L’Università di Harvard ha deciso, però, di ribellarsi alle nuove imposizioni del governo federale. A quale prezzo? 2,2 miliardi di fondi, che potrebbero arrivare fino a 9 miliardi; tanto costerebbe il dissenso di Harvard verso le richieste antidemocratiche di Trump.
Harvard non resterà sola, purtroppo, a subire la mannaia del trumpismo; la Columbia University si è vista sospendere 400 milioni di dollari ed anche se ha ceduto alle richieste di Trump, non ha ancora riavuto indietro i fondi. La Brown University ha subito un taglio di 510 milioni, la Cornell un miliardo, la Northwestern 790 milioni, la Princeton 210 milioni e l’Università della Pennsylvania 175 milioni.

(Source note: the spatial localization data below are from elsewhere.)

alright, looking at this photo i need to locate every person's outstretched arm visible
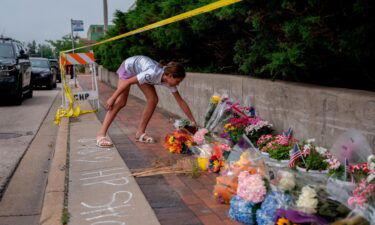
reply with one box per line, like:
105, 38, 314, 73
172, 91, 197, 126
106, 76, 138, 110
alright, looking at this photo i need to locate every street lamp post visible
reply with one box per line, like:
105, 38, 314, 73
103, 0, 108, 32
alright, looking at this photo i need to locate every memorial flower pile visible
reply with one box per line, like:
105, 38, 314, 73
162, 95, 375, 225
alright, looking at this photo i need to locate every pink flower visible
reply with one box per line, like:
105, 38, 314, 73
275, 135, 289, 145
348, 179, 375, 207
219, 144, 231, 151
257, 134, 273, 145
237, 172, 267, 203
324, 153, 341, 170
193, 128, 208, 145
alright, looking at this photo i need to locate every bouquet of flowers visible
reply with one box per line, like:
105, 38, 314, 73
294, 140, 329, 172
164, 130, 194, 154
237, 172, 267, 203
245, 118, 274, 144
208, 144, 226, 173
173, 118, 197, 134
257, 134, 298, 161
204, 95, 221, 127
220, 117, 253, 144
229, 196, 256, 225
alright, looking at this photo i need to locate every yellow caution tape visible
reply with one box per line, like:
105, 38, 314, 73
55, 0, 242, 124
63, 0, 242, 53
54, 53, 96, 125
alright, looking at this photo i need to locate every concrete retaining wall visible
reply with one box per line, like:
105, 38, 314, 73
98, 66, 375, 149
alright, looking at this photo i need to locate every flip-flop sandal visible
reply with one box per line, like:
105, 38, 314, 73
96, 136, 114, 148
136, 133, 155, 143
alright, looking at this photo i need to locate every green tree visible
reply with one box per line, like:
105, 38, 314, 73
37, 44, 54, 58
94, 0, 375, 91
27, 40, 38, 56
47, 35, 84, 57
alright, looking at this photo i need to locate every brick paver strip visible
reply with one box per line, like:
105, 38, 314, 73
78, 75, 240, 225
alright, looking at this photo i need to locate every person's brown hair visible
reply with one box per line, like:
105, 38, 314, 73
159, 60, 186, 79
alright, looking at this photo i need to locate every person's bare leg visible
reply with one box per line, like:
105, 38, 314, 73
136, 84, 158, 137
97, 80, 130, 138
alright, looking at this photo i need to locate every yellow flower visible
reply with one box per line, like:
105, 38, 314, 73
277, 218, 291, 225
168, 136, 174, 144
210, 95, 221, 104
197, 157, 209, 171
224, 123, 232, 129
185, 140, 193, 148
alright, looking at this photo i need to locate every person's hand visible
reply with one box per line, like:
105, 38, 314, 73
106, 97, 115, 111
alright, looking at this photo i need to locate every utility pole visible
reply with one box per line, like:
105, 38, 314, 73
103, 0, 108, 32
70, 19, 77, 87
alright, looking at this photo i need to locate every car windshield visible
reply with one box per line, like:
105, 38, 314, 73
0, 44, 14, 58
31, 59, 49, 68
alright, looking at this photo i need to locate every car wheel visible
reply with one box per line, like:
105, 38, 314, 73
47, 78, 53, 90
25, 86, 33, 99
13, 82, 23, 105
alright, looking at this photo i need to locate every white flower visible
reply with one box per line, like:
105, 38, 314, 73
367, 155, 375, 183
296, 186, 318, 214
173, 120, 184, 129
278, 171, 296, 191
173, 119, 190, 129
368, 155, 375, 170
245, 121, 273, 135
306, 138, 315, 144
316, 146, 328, 155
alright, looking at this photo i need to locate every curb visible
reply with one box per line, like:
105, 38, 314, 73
39, 117, 69, 225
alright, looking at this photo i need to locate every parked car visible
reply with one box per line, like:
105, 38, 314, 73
30, 57, 56, 89
48, 59, 61, 82
0, 37, 33, 105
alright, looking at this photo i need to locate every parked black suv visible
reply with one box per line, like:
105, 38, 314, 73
48, 59, 61, 82
0, 37, 33, 104
30, 57, 56, 89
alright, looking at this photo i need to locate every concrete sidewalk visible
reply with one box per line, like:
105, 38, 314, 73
78, 75, 241, 225
67, 97, 160, 225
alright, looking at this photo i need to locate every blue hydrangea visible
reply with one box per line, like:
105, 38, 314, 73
229, 196, 255, 225
256, 191, 293, 225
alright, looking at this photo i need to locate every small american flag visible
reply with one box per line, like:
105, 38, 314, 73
344, 158, 350, 181
283, 127, 293, 139
289, 143, 302, 168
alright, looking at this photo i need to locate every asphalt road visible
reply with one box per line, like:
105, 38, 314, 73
0, 88, 59, 196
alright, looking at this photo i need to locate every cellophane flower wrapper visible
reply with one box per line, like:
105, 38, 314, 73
204, 93, 221, 127
173, 118, 191, 130
329, 129, 373, 165
221, 135, 268, 178
213, 135, 267, 204
325, 130, 375, 224
190, 144, 213, 172
205, 95, 232, 131
256, 191, 293, 225
326, 170, 375, 224
229, 196, 257, 225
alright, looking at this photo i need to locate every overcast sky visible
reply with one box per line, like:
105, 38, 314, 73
0, 0, 135, 44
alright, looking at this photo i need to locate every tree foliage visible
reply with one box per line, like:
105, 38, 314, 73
47, 35, 85, 57
94, 0, 375, 90
26, 41, 55, 58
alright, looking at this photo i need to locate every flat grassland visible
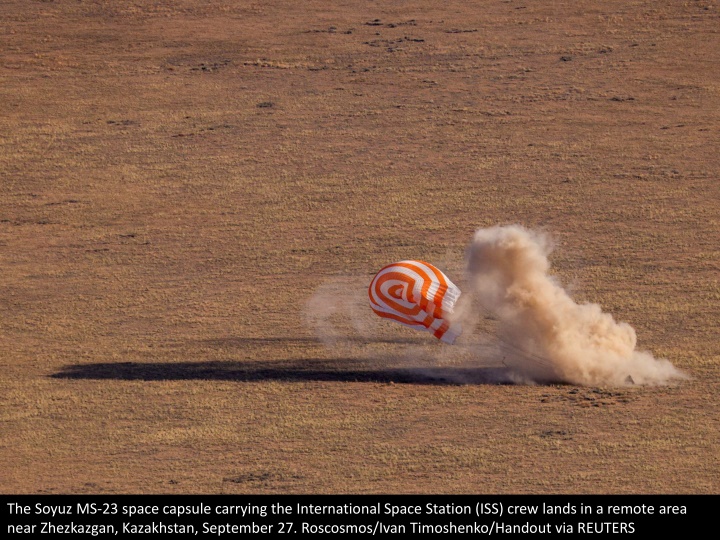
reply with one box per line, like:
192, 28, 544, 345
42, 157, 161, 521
1, 0, 718, 493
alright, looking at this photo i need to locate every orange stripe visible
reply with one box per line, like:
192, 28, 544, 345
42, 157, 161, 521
433, 320, 449, 339
421, 313, 435, 328
387, 283, 406, 300
390, 261, 435, 312
372, 272, 422, 317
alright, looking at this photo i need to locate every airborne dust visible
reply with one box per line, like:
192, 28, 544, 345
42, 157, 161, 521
306, 225, 687, 387
460, 225, 686, 386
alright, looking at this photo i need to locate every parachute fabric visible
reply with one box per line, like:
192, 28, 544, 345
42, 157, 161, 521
368, 260, 462, 344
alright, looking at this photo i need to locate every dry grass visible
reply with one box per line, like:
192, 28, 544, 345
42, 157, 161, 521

E molti temono che non sia finita.
Harvard, però, non vuole cedere al ricatto e alla perdita della libertà di espressione ed ha annunciato che resisterà alle richieste dell’amministrazione Trump. “Nessun governo – indipendentemente da quale partito si trovi al potere – dovrebbe decidere che cosa possano insegnare le università private, chi esse possono ammettere o assumere, e quali aree di studio e di ricerca debbano perseguire”; “l’università non rinuncerà alla sua indipendenza né rinuncerà ai suoi diritti costituzionali”, ha scritto il presidente dell’Università di Harvard, Alan Garber.
Ma c’è un altro prezzo che il paese e, azzardiamo, l’umanità pagherà da queste politiche scellerate di blocco dei finanziamenti per la sola colpa delle università di non allinearsi al nuovo corso politico: è quello di perdere opportunità di cura, di benessere sociale, scientifico, tecnologico e anche di competizione internazionale.
Trump, in pratica, sta mettendo i dazi anche sulla democrazia; speriamo solo che nel suo “gioco” politico di: “metti i dazi, togli i dazi” ci sia ancora spazio per dissentire, senza rischiare la galera o l’espulsione, e comprendere che una democrazia si alimenta e si mantiene solo quando promuove una società della conoscenza e una cittadinanza scientifica.